Maybe she was talking to someone about having work done on the cottage? That’s hard to imagine. My dad’s personal secretary has been handling Grandma Judy’s affairs since my grandfather died seven years ago. If there were any arrangements to be made, she would have taken care of them.

There’s one way to find out, I guess.

I grab my cell and dial the number.

The phone rings once, twice.

I start wondering what I’m going to say if someone answers. Ummm…I’m not sure why I’m calling. I found your name in an old notebook at my grandmother’s house, and…

And…what?

A machine picks up. “Turner Real Estate. This is Trent. There’s no one here to answer the phone right now, but if you’ll leave a message…”

Real estate? I’m gobsmacked. Was Grandma Judy thinking about selling the Edisto place? That’s hard to fathom. The cottage has been in her family since before she married my grandfather. She loves it.

My parents would’ve told me if we were letting go of the place. There must be another explanation, but since I have no way of knowing, I return to my browsing.

In the closet, I find the rest of her appointment books stored in a well-worn barrister bookcase, right where they’ve always been. They’re neatly arranged in order from the year she married my grandfather to the present. Just for fun, I take out the oldest one. The milky leather cover is dry and crazed with brown cracks so that it looks like a piece of antique china. Inside, the handwriting is loopy and girlish. Notations about sorority parties, college exams, bridal showers, china patterns, and date nights with my grandfather fill the pages.

In one of the margins, she has practiced signing her soon-to-be married name, the flourishes on the letters testifying to the giddiness of first love.

Visited Harold’s parents at Drayden Hill, one entry says. Horseback riding. Took a few fences. Harold said not to tell his mother. She wants us in one piece for the wedding. I have found my prince. Not the slightest bit of doubt.

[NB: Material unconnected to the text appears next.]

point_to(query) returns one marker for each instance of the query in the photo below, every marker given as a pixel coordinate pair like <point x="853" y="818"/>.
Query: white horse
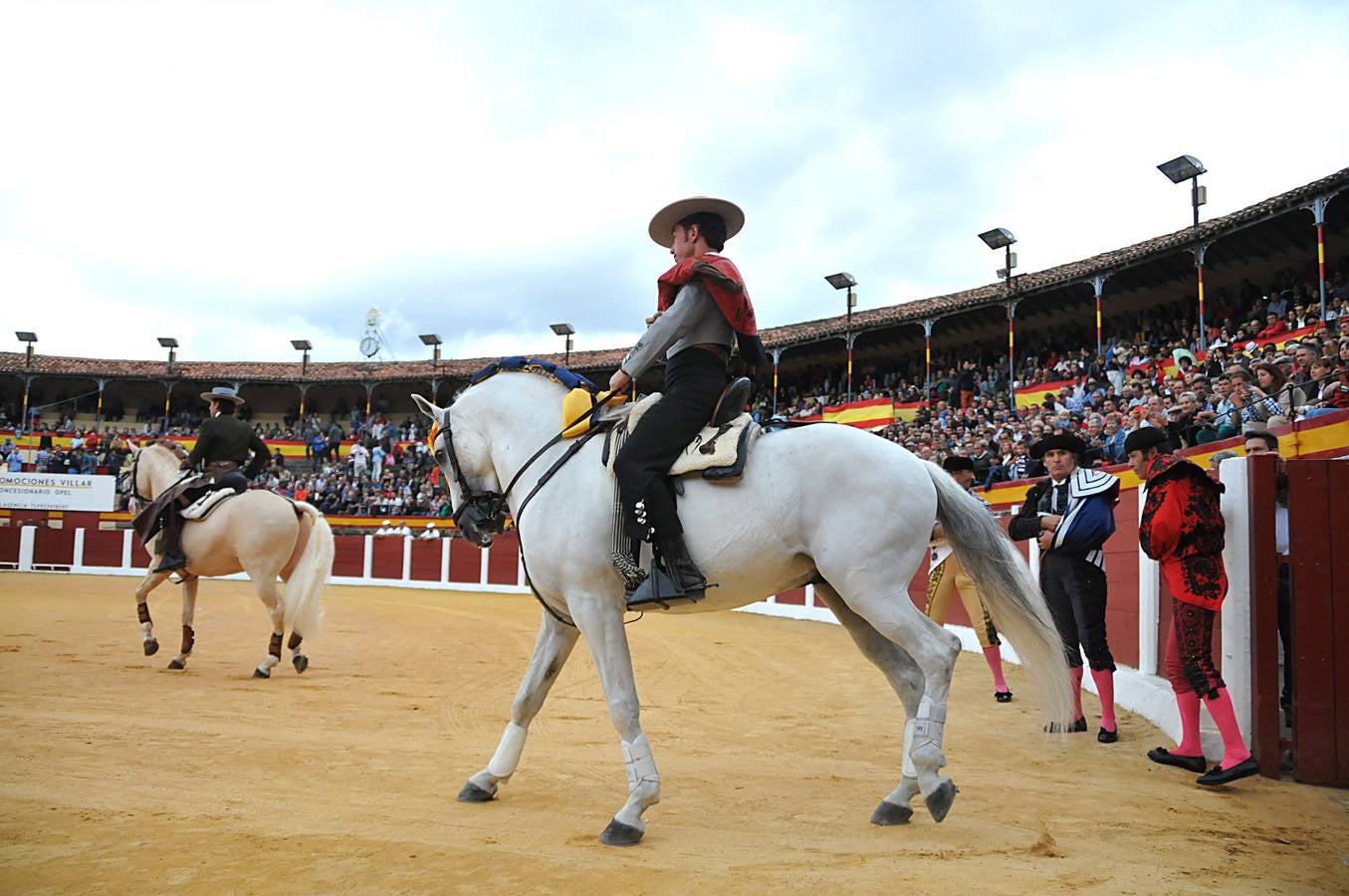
<point x="827" y="505"/>
<point x="259" y="534"/>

Emotion gathers in my throat. It’s bittersweet.

Not the slightest bit of doubt.

Did she really feel that way? Did she really just…know it was right when she met my grandfather? Should Elliot and I have experienced some sort of…lightning bolt moment, rather than the relaxed drift from childhood adventures to adult friendship to dating to engagement because, after six years of dating, it seems like it’s time? Is there something wrong with us because we haven’t tumbled in headfirst, because we’re not in a rush?

My cellphone rings, and I grab it, wanting it to be him.

The voice on the other end is male and friendly, but it isn’t Elliot’s.

“Hello, this is Trent Turner. I had a call from this number. Sorry I missed you. What can I help you with?”

“Oh…oh…” Every possible icebreaker flies from my mind, and I blurt out, “I found your name in my grandmother’s date book.”

Papers shuffle in the background. “Did we have an appointment set up here on Edisto? To look at a cottage or something? Or is this about a rental?”

“I don’t know what it’s about. Actually, I was hoping you could tell me. My grandmother has been experiencing some health problems. I’m trying to make sense of the notes on her schedule.”